И поет себе свою любимую:
Ой, дождик, дождик!
Да не силен, не дробен,
Да не ситечком сея, —
Ведром поливая.
Брат по сеням ходя,
Сестру потешая:
Сестрица меньшая,
Да расти ж ты большая,
Я отдам тебя замуж,
Да в чужую деревню.
Да в чужую деревню,
Да в согласную семью.
Любит он смеяться над Доняшкой. Начнет:
— Не любишь мене? Уж погоди, пойду к кузнецу, закажу ему любжу, тогда не будешь от меня рыло отворачивать. Смеешься? Погоди, не до смеха тебе будет… рыжая.

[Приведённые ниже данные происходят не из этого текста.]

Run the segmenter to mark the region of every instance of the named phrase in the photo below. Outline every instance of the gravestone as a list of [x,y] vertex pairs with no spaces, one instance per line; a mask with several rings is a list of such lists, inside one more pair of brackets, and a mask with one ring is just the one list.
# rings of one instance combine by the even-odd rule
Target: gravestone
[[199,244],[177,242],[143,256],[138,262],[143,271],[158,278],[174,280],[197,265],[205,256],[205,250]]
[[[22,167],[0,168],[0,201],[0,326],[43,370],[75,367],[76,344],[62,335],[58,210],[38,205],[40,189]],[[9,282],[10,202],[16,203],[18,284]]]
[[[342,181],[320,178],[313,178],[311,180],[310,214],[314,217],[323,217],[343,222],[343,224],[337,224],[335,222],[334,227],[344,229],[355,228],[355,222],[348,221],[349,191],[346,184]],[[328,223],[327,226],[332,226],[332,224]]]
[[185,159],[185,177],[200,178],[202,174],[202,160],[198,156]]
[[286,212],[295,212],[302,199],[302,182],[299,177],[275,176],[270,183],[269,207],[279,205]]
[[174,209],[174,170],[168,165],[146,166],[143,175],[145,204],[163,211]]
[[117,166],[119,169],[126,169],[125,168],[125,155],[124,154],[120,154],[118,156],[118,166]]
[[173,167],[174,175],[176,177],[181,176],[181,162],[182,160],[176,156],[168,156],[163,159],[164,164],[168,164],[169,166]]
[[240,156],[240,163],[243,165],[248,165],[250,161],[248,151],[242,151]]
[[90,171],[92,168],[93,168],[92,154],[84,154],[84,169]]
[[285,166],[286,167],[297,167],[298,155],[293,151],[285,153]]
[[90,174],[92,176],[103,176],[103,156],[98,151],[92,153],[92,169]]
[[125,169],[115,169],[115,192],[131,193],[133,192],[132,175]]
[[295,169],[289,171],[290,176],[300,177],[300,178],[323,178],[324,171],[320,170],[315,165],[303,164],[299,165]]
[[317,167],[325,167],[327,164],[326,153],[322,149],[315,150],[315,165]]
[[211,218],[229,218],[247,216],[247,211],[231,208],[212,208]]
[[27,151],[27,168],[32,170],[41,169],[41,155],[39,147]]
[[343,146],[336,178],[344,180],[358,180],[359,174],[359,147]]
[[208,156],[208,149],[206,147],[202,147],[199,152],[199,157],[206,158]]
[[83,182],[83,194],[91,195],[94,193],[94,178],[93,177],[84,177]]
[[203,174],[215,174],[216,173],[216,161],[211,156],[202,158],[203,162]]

— Ы-ы!.. Стогнидый… — злится Доняшка.
— Что? Некогда? Иди, иди. У вас дело кишить — бураки крошить, поп к обедни звоня, пастух стадо гоня… А тут еще ребенок у…
Голос за дверью:
— Господи Исусе Христе, сыне божий, помилуй нас!
— Аминь, — отвечает маменька.
Входит бабушка Егупьевна. Она всегда входит, сотворив молитву. Так же входили и все осиновцы, так же входили и горожане, только прочие творили молитву еще за дверью. Если какая-нибудь девчонка или кто по делу, то после того, как в ответ услышится слово «аминь», говорят: «Тетенька, выйдите-ка сюда!»
Вот бабушка Егупьевна прежде всего становится перед образами. Сотворив несколько поясных поклонов, крестясь большим двуперстным крестом, она обращается в сторону маменьки и начинает величать всю семью, сначала от старших. Так же входили и странница Анюта, и Химушка, и тетка Палага, и все соседи и знакомые.
— Здравствуйте, Ефим Васильевич (хотя бы его и не было дома), Татьяна Степановна, Устинья Ефимовна, Илья Ефимович, Иван Ефимович, Авдотья Тимофеевна (Доняшка-работница). Живы ли все, здоровы? Как вас господь милует?
— Здравствуйте, здравствуйте, Егупьевна, — говорит маменька.
А мы, присутствующие дети, должны были подойти к бабушке «ручку бить». То есть бабушка протянет нам руку ладонью вверх, а нам по руке ее надо было шлепнуть слегка своей ладонью и затем поднести к губам и поцеловать бабушкину руку. Такой же этикет соблюдался со всеми приходящими старшими и родственниками.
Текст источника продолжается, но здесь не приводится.